One study showed that 94 out of 195 HIV patients (48%) exhibited diastolic dysfunction. This cohort also displayed a high prevalence of hypertension, hyperlipidemia, and chronic kidney disease, along with elevated plasma Trimethylamine-N-oxide (TMAO) and choline levels. TMAO levels were associated with parameters reflecting increased left ventricular filling pressures and markers of the innate immune system [17]. Additionally, HIV viral load was positively correlated with ECG Q-wave duration (OR = 0.306; p = 0.038), while a longer duration of HIV infection (≥5 years) was positively correlated with the ST segment interval (OR = 0.270; p = 0.047) [18]. The HIV-1 Tat protein decreases the levels of complex I subunit NDUFA4L2 and cytochrome c (complex III), while simultaneously stimulating complex IV cytochrome c oxidase (Cox-2). These alterations result in downregulated ATP production and upregulated generation of mitochondrial reactive oxygen species (mROS) [19]. Furthermore, expression of HIV Tat in neonatal rat ventricular cells (NRVCs) significantly reduces MCU-mediated mitochondrial Ca2+ uptake, which subsequently affects the electrophysiological activity of cardiomyocytes and ultimately impairs cardiac contractility [20].
5. Conclusion
Left and right ventricular ejection fractions were lower in HIV-infected individuals, particularly those with AIDS, compared to the Healthy Control group.
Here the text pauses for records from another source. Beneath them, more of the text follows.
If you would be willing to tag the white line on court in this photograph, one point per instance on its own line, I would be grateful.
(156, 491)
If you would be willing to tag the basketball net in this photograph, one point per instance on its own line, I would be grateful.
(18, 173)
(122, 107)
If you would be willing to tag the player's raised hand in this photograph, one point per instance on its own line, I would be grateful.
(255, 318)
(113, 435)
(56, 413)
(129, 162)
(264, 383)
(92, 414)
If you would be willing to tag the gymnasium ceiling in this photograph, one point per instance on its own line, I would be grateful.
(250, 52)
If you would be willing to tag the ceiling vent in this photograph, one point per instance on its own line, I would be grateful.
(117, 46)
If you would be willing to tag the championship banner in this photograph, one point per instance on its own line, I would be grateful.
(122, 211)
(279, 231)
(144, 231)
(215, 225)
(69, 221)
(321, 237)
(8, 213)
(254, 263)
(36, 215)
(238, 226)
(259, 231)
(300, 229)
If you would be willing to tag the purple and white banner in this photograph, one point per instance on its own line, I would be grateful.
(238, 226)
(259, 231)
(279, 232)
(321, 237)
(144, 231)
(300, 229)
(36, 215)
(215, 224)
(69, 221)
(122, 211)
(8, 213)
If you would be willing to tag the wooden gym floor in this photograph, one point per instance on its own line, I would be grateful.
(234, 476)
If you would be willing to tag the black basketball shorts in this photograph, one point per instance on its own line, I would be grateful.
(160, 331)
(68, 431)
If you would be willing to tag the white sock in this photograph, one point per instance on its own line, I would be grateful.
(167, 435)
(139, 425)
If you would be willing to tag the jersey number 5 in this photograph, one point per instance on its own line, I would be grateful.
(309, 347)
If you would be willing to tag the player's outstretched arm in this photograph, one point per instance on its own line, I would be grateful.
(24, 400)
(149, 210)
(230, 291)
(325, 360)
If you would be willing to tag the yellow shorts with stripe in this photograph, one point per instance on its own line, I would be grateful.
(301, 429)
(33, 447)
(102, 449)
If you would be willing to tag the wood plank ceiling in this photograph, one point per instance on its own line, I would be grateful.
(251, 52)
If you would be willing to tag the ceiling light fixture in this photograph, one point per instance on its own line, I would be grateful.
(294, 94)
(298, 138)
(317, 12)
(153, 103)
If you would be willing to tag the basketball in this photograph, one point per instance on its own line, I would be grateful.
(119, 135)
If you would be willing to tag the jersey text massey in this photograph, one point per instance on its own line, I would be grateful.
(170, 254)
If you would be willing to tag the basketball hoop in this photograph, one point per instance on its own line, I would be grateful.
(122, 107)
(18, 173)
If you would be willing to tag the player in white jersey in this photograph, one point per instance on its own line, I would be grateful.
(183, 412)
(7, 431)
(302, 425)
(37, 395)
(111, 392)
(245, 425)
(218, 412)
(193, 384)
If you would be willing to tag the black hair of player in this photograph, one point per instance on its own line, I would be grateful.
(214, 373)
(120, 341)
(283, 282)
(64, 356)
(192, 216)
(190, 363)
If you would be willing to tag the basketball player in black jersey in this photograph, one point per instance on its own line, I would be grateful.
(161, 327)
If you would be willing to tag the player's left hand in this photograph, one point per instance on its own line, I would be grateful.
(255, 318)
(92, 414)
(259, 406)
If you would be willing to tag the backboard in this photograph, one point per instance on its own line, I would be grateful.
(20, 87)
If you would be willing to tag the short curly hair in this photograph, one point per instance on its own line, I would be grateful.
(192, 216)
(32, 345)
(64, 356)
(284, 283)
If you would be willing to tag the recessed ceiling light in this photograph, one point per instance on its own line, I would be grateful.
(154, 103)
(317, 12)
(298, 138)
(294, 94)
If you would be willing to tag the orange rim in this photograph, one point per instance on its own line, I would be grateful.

Conversely, right ventricular end-diastolic volume, right atrial anterior-posterior diameter, and cardiac mass were elevated. These findings suggest that HIV-infected individuals may suffer from right ventricular dysfunction, with more severe impairment observed in patients with AIDS.
6. Limitations
This study is subject to certain limitations. The accuracy and generalizability of the results may be affected by the relatively small sample size, the short duration of the study, and the fact that the data were derived from a single-center cohort.
Ethical Approval
This study was approved by the Ethics Committee of Huizhou Sixth People’s Hospital (Approval No. PJ2024MI-KJ009). All participants signed written informed consent forms and authorized the use of their anonymized data for scientific research via the hospital’s WeChat mini-program.
Funding
This study was supported by the Huizhou Science and Technology Planning Project (Grant No. 2024CZ010013).